Research sample size calculator
How many people do you need to take part in your research? It can be difficult to determine the sample size. The sample size is the number of completed responses received by your survey. It is called a sample because it represents only part of the group of people (or target group) whose opinion or behavior you are concerned about. Want to know how to calculate that? Our sample size calculator makes it easy. We have created our sample size calculator for your research to be more statistically significant. This sample size calculator is presented as a publicly available research software service for Scheduling Worldwide. You can use it to determine how many people need to be interviewed in order to obtain results that accurately reflect the target group. You can also find the level of accuracy you have in an existing sample.
There are two types of sampling errors: statistical and systematic. The statistical error depends on the size of the sample. The larger the sample size, the lower the sample size.
In some cases, when true distributions are known, a systematic error can be counterbalanced by the introduction of quotas or the overweighting of data, but in most real-world studies it is even quite problematic to estimate it.
Not sure what values to use? This quick reference guide explains the terms used in our sample size calculator and provides recommended values for optimal results.
Enter your choice in the calculator below to find the desired sample size or confidence interval you have.
Here are several key terms you need to understand to calculate the sample size and give it context:
General population: The total number of people in the group you are trying to study.

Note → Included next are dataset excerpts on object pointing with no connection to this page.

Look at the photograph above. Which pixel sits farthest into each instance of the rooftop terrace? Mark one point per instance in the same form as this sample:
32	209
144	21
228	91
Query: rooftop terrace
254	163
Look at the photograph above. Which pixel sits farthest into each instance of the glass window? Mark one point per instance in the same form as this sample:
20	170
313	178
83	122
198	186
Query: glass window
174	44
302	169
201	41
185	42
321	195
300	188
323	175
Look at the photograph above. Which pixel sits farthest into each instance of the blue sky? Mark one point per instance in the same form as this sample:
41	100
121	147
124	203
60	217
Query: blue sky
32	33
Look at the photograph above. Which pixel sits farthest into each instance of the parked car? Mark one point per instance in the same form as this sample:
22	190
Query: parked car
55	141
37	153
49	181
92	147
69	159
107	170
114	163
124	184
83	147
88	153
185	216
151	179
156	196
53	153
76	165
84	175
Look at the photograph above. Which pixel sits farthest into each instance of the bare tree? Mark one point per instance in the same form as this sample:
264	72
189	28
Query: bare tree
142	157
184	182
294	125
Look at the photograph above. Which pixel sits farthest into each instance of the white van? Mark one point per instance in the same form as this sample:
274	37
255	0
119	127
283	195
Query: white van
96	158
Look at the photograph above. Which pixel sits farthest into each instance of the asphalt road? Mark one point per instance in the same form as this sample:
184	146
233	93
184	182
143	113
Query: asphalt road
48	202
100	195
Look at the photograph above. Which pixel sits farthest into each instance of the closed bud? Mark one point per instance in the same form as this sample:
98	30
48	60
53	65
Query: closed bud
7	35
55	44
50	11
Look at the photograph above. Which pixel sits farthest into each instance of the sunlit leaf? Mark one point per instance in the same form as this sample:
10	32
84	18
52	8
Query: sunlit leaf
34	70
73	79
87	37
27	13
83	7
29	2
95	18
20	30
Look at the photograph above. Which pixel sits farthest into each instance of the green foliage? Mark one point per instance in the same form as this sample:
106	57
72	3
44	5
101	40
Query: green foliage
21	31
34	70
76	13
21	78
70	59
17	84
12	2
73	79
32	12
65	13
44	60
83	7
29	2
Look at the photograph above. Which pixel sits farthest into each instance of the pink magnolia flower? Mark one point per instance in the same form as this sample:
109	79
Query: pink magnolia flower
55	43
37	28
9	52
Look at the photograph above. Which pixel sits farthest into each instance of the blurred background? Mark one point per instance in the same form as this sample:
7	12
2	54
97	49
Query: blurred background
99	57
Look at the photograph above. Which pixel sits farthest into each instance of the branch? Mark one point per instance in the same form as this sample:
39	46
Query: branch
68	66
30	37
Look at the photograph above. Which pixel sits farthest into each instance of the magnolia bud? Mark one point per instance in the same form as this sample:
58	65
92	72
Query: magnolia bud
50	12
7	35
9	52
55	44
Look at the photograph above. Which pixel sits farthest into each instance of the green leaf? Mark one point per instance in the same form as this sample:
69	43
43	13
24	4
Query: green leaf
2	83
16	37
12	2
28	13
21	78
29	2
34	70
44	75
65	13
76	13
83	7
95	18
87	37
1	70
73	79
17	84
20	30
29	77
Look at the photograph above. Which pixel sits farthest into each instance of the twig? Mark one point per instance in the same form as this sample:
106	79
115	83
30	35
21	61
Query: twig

Margin of error: A percentage that shows how much you can expect your survey results to reflect the views of the general population. The smaller the margin of error, the more representative the total population will be. However, reducing the error will also lead to a sharp increase in sample size. We recommend using a standard error of 5%, which should never exceed 10%.
Confidence level: A percentage that shows how confident you are that the population will choose an answer within a certain range.
In market research, the most frequently used level of confidence is 95%. A higher confidence level indicates a higher probability that your results are accurate, but an increase in the sample size can significantly increase the sample size required. Finding a balance between confidence and achievable research goal is crucial.
Generally, an empirical rule is that the larger the sample size, the more statistically significant it is, i.e., the less likely your results will be a match.
But you may be wondering if the sample size is statistically significant. The truth is that this is an individual situation. A sample of an interview can still give you valuable answers without having a sample size that represents the general population. Client feedback is one study that does this regardless of whether you have a statistically significant sample size. By listening to what customers think, you will be able to assess how you can improve your business.
Use the calculator to determine how many people you need to fill in a survey or survey to be sure the results are accurate.